We get customers approaching us from lots of different firms and it amazes us at some of the things other accountants do (or don’t do!)
If it sounds too good to be true – it’s probably tax evasion or fraud
A new client recently had been advised by his previous accountant that by making other relatives or other people as directors of his company he could avoid liabilities.
While on paper it is the director that is responsible the corporations act actually recognises that a person is a director even if their name is not on the bit of paper. If you essentially have control of the company you are a director.
It’s also important to recognise that for many areas that group companies if the directors are considered to be related parties then the companies will still be grouped and taxed as a whole. Payroll tax and workcover are areas where this applies.
Superannuation is for funding your retirement – not starting a business
Another client recently had an advisor tell him he could set up a self managed superfund, roll his super in an industry fund into it then loan it to a company to start a business.
Straight from the ATO:
“An SMSF must be run for the sole purpose of providing retirement benefits for the members or their dependants. Don't set up an SMSF to try to get early access to your super, or to buy a holiday home or artworks to decorate your house. These things are illegal.”
While there are circumstances where a super fund can loan money there are very strict rules around it. Remember – whatever investment a self managed super fund makes it must meet the sole purpose test of providing retirement benefits for its members.
What? I have to pay that much??
The latest client to walk through our door had been seeing another local accountant for a few years. Suddenly he has to pay $10,000 in tax – substantially more than ever before. When he asked why the accountant said that it was from the information he gave them.

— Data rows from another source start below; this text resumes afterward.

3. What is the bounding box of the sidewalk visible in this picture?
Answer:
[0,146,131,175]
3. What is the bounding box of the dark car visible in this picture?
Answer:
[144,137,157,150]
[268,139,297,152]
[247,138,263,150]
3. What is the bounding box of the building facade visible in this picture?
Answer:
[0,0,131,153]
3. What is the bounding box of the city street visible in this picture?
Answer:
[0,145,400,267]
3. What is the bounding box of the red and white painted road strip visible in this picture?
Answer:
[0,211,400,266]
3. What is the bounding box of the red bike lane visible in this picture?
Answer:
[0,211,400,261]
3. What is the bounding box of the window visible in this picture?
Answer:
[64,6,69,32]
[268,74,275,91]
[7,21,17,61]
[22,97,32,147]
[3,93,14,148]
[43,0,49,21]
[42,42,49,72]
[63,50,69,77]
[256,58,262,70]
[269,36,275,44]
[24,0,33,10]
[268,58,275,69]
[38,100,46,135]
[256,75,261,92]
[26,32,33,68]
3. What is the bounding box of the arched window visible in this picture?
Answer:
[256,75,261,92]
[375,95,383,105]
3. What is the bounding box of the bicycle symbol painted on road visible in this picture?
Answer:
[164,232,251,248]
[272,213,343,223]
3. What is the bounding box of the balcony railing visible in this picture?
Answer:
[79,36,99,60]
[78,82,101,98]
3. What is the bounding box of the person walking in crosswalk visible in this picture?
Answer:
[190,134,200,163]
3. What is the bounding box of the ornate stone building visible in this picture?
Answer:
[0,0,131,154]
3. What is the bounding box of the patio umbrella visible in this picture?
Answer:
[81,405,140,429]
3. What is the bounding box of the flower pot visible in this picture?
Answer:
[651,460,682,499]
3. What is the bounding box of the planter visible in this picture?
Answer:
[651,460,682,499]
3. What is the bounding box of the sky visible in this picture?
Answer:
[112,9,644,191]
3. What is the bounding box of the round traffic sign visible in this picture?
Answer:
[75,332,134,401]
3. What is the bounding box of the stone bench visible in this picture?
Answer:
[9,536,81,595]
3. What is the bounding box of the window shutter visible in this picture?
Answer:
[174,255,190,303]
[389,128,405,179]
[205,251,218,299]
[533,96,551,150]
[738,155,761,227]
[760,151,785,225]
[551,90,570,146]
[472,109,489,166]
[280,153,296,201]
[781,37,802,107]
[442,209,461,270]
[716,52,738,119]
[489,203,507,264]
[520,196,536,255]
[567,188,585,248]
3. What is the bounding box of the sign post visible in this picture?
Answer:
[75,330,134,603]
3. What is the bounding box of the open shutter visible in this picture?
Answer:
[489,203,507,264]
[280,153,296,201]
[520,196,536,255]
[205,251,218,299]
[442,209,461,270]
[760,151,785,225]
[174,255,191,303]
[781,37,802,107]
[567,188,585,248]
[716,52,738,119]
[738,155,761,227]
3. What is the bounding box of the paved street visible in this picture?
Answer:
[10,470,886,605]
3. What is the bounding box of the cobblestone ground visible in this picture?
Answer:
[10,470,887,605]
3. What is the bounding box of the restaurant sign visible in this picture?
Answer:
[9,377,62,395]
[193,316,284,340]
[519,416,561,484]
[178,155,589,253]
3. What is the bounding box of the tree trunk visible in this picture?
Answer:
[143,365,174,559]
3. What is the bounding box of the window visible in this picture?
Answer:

If you make money you pay tax – that’s a no brainer. The idea of a tax accountant is to ensure you only pay the most you legally have to.
On reviewing the Financial Statements it became obvious where the problem was. There had been a lack of reconciliation between the balance sheet and the profit and loss – accounting 101.
The moral of these stories is make sure your accountant has the right qualifications and is a tax or SMSF specialist (Chartered Tax Advisor, RG146 Qualified and ASIC licenced for super ), is a member of a professional body (CPA Australia, Institute of Chartered Accountants, Institute of Professional Accountants) and is happy to answer your questions.
At the end of the day it is your responsibility to ensure the information you provide to statutory bodies like the Australian Taxation Office is correct – make sure you understand your obligations and reports and get the correct advice.